The first thing I noticed when Tiger Woods stepped from behind the blue curtain at PGA Headquarters on Friday morning, to make his first public address in more than two months, was "He's not wearing a tie." I have had an appreciation for the tie since I spent 4 straight hours teaching myself how to tie a perfect double windsor knot from a "How to Tie a Tie" pamphlet back in freshman year of high school. (Yes, that's a true story. And I still have that pamphlet.) However, I have yet to read a pamphlet, manual or bumper sticker that instructs a man when to wear a tie and when to go more casual with an open button. Why exactly don't they teach these things in school?
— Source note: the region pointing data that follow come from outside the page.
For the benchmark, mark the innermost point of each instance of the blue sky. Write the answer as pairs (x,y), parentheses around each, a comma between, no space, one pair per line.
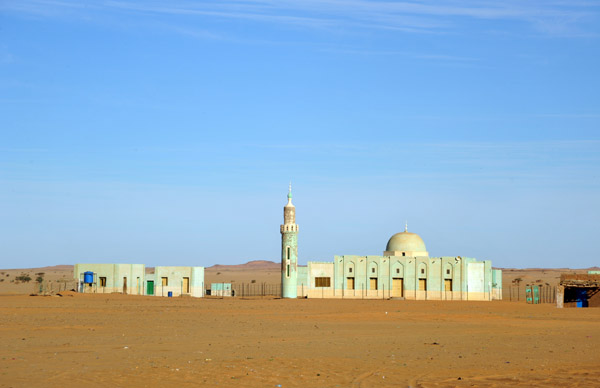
(166,132)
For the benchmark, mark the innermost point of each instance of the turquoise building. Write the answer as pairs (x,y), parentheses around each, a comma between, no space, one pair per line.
(404,271)
(134,279)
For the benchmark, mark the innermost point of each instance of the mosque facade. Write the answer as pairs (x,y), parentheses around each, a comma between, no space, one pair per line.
(404,271)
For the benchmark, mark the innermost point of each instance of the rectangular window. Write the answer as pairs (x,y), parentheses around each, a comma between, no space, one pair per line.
(322,282)
(448,285)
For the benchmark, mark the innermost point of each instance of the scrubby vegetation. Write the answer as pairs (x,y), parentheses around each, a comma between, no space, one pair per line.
(23,278)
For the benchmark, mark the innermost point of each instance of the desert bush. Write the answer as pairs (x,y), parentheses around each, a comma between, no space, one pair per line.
(23,278)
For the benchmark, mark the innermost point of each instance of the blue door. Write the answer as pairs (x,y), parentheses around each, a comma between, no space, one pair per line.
(582,298)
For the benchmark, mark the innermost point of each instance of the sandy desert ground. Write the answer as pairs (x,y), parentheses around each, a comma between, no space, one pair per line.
(60,277)
(125,340)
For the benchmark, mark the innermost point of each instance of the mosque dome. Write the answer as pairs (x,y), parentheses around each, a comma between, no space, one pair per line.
(406,242)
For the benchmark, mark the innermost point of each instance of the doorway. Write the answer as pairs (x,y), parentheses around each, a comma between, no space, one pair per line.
(350,283)
(372,283)
(150,287)
(398,287)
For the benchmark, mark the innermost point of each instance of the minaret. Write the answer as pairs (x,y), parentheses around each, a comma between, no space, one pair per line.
(289,250)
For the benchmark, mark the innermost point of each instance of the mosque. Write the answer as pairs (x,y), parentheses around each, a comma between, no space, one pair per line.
(404,271)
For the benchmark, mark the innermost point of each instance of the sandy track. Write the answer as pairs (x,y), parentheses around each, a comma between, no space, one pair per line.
(120,340)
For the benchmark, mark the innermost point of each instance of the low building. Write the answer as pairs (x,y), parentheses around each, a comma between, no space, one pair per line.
(107,278)
(578,290)
(176,281)
(132,279)
(220,289)
(405,270)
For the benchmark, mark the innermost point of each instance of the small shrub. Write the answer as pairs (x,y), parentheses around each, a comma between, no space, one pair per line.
(23,278)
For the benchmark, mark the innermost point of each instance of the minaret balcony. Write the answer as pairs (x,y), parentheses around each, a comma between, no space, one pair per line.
(288,228)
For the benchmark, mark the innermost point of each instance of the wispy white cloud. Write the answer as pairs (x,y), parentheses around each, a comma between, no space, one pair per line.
(553,18)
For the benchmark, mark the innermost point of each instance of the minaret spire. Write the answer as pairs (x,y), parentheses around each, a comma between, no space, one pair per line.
(289,249)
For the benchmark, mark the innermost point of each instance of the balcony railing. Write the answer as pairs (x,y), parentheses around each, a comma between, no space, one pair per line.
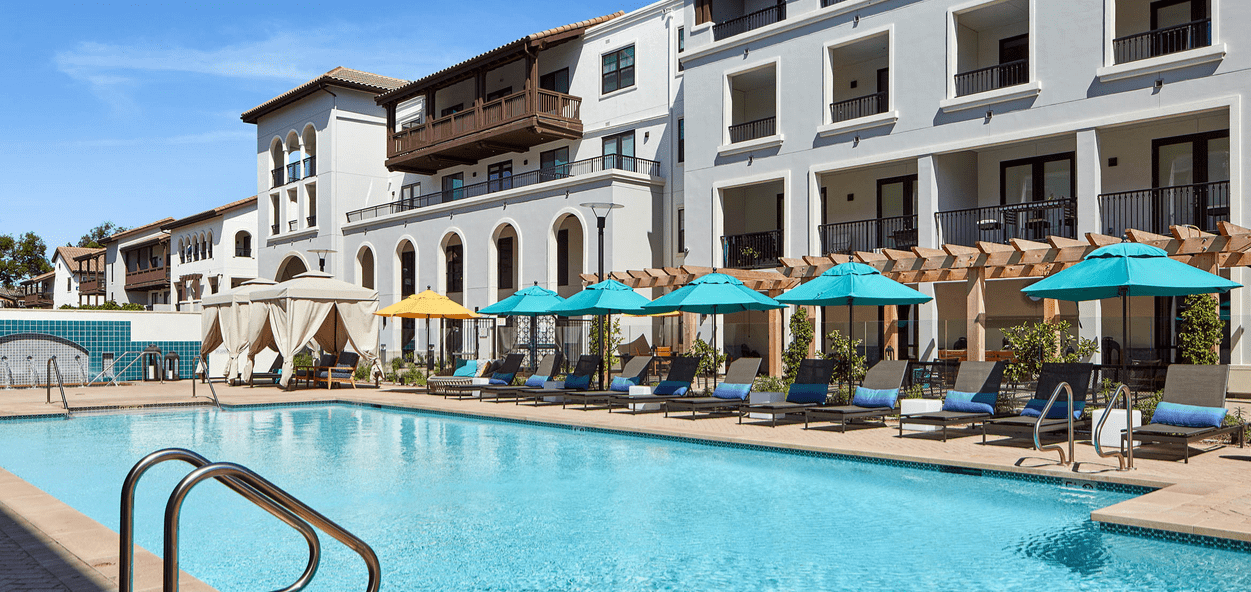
(752,250)
(607,162)
(751,130)
(749,21)
(1154,210)
(1030,220)
(492,114)
(860,107)
(880,233)
(1007,74)
(1162,41)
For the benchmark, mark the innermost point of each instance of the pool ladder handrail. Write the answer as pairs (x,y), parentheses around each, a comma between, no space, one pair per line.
(53,366)
(252,487)
(1125,453)
(1068,413)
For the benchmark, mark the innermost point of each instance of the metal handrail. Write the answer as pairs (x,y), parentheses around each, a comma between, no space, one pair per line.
(54,366)
(1121,454)
(1068,414)
(126,555)
(173,510)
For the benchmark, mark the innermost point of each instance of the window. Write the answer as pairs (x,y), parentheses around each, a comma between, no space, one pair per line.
(504,269)
(618,69)
(556,81)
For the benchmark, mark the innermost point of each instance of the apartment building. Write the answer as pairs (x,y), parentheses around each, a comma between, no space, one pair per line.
(861,125)
(214,252)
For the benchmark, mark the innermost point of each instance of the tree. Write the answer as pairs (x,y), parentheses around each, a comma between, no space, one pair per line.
(93,237)
(23,258)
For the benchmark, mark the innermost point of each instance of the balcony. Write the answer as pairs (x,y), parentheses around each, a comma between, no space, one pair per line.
(514,123)
(880,233)
(860,107)
(749,21)
(752,250)
(997,76)
(611,162)
(1154,210)
(1162,41)
(1031,220)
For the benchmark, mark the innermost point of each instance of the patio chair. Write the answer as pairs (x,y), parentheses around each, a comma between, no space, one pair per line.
(674,386)
(578,381)
(876,397)
(728,396)
(810,389)
(631,376)
(1078,378)
(1192,408)
(972,398)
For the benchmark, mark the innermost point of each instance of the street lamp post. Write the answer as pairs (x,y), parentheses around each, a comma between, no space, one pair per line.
(601,209)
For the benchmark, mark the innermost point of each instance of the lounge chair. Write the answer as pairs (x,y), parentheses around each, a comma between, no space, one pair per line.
(876,397)
(1078,378)
(501,376)
(676,384)
(1192,408)
(972,398)
(578,381)
(728,396)
(810,389)
(631,376)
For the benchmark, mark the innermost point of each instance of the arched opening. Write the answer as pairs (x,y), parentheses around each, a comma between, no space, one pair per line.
(290,268)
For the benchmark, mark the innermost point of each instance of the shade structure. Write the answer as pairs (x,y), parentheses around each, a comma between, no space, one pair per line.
(314,307)
(714,293)
(850,284)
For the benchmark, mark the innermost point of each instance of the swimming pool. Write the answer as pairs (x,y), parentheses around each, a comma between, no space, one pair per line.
(458,503)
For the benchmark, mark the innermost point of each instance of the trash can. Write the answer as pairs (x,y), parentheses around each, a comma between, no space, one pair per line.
(172,366)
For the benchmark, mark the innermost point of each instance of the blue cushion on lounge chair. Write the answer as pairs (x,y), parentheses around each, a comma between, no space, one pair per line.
(536,381)
(876,397)
(806,393)
(1033,408)
(1189,416)
(622,384)
(962,402)
(676,388)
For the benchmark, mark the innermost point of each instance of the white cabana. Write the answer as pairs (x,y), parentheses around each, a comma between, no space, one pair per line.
(224,321)
(314,308)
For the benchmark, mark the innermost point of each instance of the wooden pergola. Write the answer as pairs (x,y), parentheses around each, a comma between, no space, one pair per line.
(973,265)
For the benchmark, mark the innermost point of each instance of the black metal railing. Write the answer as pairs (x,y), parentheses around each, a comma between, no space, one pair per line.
(997,76)
(1154,210)
(860,107)
(751,130)
(1162,41)
(752,250)
(880,233)
(749,21)
(1030,220)
(608,162)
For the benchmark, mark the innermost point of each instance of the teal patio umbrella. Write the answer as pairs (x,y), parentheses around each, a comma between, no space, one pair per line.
(1127,269)
(852,283)
(603,299)
(531,302)
(714,293)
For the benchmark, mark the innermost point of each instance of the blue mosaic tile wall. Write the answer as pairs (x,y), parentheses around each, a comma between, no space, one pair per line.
(98,337)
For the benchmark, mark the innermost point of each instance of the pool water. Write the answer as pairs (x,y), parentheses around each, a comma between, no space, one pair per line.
(455,503)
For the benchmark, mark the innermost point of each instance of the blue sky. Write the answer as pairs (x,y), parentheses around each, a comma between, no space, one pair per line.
(130,112)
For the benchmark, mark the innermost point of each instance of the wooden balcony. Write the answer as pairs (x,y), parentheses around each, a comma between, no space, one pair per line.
(514,123)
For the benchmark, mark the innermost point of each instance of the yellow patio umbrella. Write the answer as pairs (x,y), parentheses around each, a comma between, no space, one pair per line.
(428,304)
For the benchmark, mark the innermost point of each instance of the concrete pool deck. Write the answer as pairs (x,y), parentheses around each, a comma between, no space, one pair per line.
(46,545)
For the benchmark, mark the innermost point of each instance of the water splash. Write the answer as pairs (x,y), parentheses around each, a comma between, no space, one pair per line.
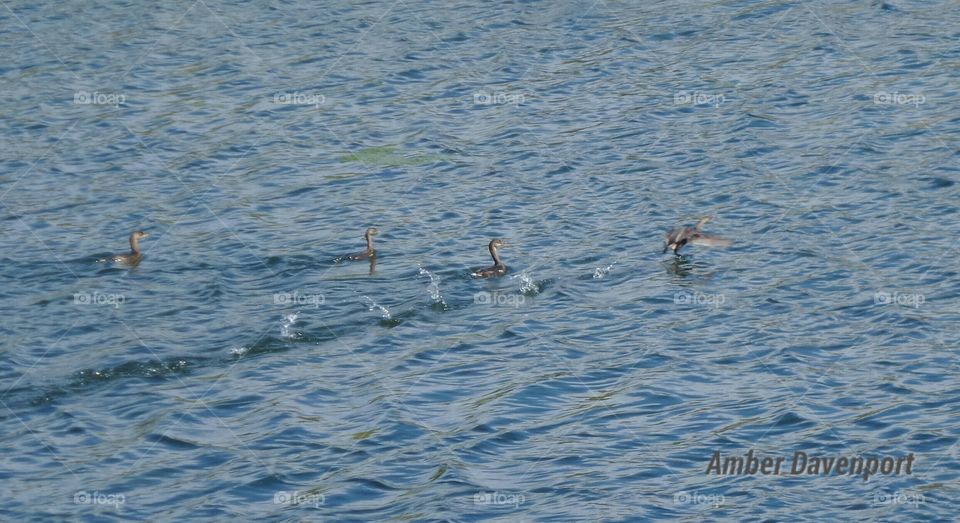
(600,272)
(527,284)
(434,287)
(372,306)
(288,321)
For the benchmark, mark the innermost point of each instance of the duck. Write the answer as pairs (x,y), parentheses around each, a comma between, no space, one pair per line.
(498,268)
(680,236)
(370,252)
(132,257)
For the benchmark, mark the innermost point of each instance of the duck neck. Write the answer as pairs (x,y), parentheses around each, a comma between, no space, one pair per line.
(496,257)
(369,242)
(134,245)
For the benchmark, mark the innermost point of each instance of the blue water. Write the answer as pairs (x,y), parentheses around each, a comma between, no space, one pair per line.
(237,372)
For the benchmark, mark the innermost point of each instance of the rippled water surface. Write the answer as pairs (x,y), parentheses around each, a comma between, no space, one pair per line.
(238,373)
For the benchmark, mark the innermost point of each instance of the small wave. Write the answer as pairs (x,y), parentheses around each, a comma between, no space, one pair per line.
(527,284)
(600,272)
(433,287)
(372,305)
(288,321)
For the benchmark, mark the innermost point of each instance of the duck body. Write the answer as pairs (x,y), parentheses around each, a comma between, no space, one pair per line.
(369,252)
(133,257)
(680,236)
(498,268)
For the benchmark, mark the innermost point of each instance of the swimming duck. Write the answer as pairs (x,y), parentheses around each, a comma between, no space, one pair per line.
(134,255)
(498,268)
(680,236)
(370,251)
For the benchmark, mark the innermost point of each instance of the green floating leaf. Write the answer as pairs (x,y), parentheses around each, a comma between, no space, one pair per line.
(386,156)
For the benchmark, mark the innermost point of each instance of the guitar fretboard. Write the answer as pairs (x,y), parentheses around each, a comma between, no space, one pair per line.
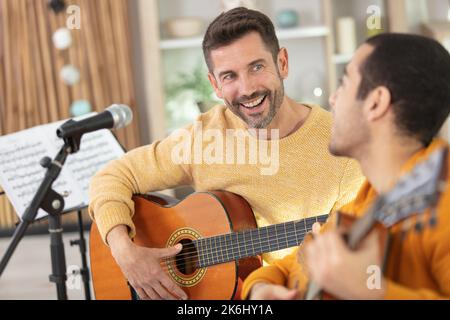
(243,244)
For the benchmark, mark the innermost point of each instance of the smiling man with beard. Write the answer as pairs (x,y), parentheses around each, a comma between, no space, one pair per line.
(246,69)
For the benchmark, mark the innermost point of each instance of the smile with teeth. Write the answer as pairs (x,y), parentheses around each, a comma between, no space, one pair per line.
(254,103)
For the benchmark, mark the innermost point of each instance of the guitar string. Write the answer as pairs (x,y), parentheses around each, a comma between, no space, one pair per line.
(270,236)
(189,257)
(232,246)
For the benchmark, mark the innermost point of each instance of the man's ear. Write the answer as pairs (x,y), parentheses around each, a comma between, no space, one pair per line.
(377,103)
(283,63)
(215,86)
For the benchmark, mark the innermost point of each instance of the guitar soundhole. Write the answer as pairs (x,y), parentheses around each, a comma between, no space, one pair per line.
(187,260)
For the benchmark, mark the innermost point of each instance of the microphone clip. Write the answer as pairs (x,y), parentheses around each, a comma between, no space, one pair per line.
(72,143)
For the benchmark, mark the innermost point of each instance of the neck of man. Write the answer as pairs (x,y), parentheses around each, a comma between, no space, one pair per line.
(289,118)
(384,159)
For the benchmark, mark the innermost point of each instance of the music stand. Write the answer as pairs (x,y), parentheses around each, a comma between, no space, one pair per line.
(53,203)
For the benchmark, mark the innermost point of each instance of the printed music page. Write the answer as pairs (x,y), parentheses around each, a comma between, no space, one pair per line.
(21,174)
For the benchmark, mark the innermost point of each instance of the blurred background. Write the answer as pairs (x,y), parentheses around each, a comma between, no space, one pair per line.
(60,59)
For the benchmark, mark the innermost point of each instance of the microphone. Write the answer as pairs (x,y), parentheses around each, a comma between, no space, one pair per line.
(114,117)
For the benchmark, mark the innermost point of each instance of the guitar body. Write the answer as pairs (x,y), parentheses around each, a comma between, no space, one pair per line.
(160,225)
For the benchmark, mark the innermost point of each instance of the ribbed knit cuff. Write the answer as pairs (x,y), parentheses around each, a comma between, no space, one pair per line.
(113,215)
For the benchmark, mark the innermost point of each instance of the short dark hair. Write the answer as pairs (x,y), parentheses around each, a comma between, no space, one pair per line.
(416,71)
(235,24)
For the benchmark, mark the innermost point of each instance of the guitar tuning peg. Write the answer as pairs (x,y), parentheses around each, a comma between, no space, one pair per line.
(433,218)
(433,221)
(442,186)
(418,227)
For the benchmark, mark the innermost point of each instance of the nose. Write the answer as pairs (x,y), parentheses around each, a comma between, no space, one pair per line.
(246,86)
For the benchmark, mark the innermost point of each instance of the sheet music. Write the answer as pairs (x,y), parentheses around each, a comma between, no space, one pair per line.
(21,173)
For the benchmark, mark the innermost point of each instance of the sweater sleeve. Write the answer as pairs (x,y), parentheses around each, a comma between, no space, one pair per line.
(155,167)
(276,273)
(436,244)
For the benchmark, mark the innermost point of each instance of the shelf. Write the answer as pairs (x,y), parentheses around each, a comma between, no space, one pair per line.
(284,34)
(342,58)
I've lived by one credo in my life - "If wearing a Sports or Suit Jacket always put a tie in the pocket just in case." However, whenever faced with a confidence in credo problem (as Tiger has these past few months), it helps to have some rules of thumb in place.



Wear a tie:


Weddings and Funerals: I'm pretty sure ties were invented for such occasions, and only worn for these occasions, until Brooks Brothers came on the scene and made it into a multi-billion dollar business.

Baptisms, Confirmations and prominent Church-related activities: Most children involved in prominent Church-related activities are wearing some kind of a special robe. Rule of life - don't ever let an infant or kid outdress you in Church. Wear a tie.

Board Room Presentation: If for no other than reason than you will want to take the edge off when you finish your presentation, and what's the most natural way to take the edge off? Loosening a tie. Drink always come second. Don't skip steps.

Job Interview: You want your interviewer to think "Hey, you know, you really wore that tie because of social convention and professional standards, but I kinda feel like you wore it for me and I appreciate it."

Meeting the President of the United States, First Lady, Queen of England, Head of State, etc: When leaving an impression on royalty or high-powered people, you always have a better chance of being remembered if you wear a sharp-looking tie. Skinny white guys can't rely on looks alone to leave an impression. Hypothetically, if I met the First Lady and her Chief of Staff at an event, do I stand a better chance of being remembered with tie or no tie? Let's break that down using the following hypothetical exchange:

Scenario 1: No tie

First Lady Chief of Staff: Did you meet Sean?
First Lady: Who? Not that skinny guy eating all of the shrimp?

Scenario 2: Tie

First Lady Chief of Staff: Did you meet Sean?
First Lady: Oh, the guy in the light blue tie with red starbursts? What a handsome young man.

Don't Wear a tie:

Public Apology about your Mistresses: I think no tie was a good call for Tiger. As mentioned above, a tie reminds people of weddings and religious activities (tie would have only equaled bad irony for Tiger), and doesn't convey the kind humbleness you want in a public apology about mistresses. In fact going one step further, Tiger even made the right button choice. If he goes open collar and leaves the top button unbottoned, he doesn't come across solemn enough. That apology could only have been delivered with no tie and top button closed down.

Meeting a member of the Presidential Cabinet or Deputy Administration staff: if Cabinet members or deputy staff worked a little harder in life, they could have been President. Same goes for my wardrobe - could have worked a little harder but I'm a little more comfortable breathing this way.

Meeting the Parents of a significant other for the first time: Ask yourself this question, if you are going to a place where it's expected that you wear a tie and, at this place, you will be meeting the parents of a significant other for the first time, are you really set up for success? I say no. Do a pre-emptive invite for casual dinner the night before (if tie-mandatory venue is in the morning) or breakfast (if in the afternoon/evening). If unavoidable, well, you better wear that tie. See rules for Wedding, Funerals, Church-related activities, Job Interviews and meeting royalty.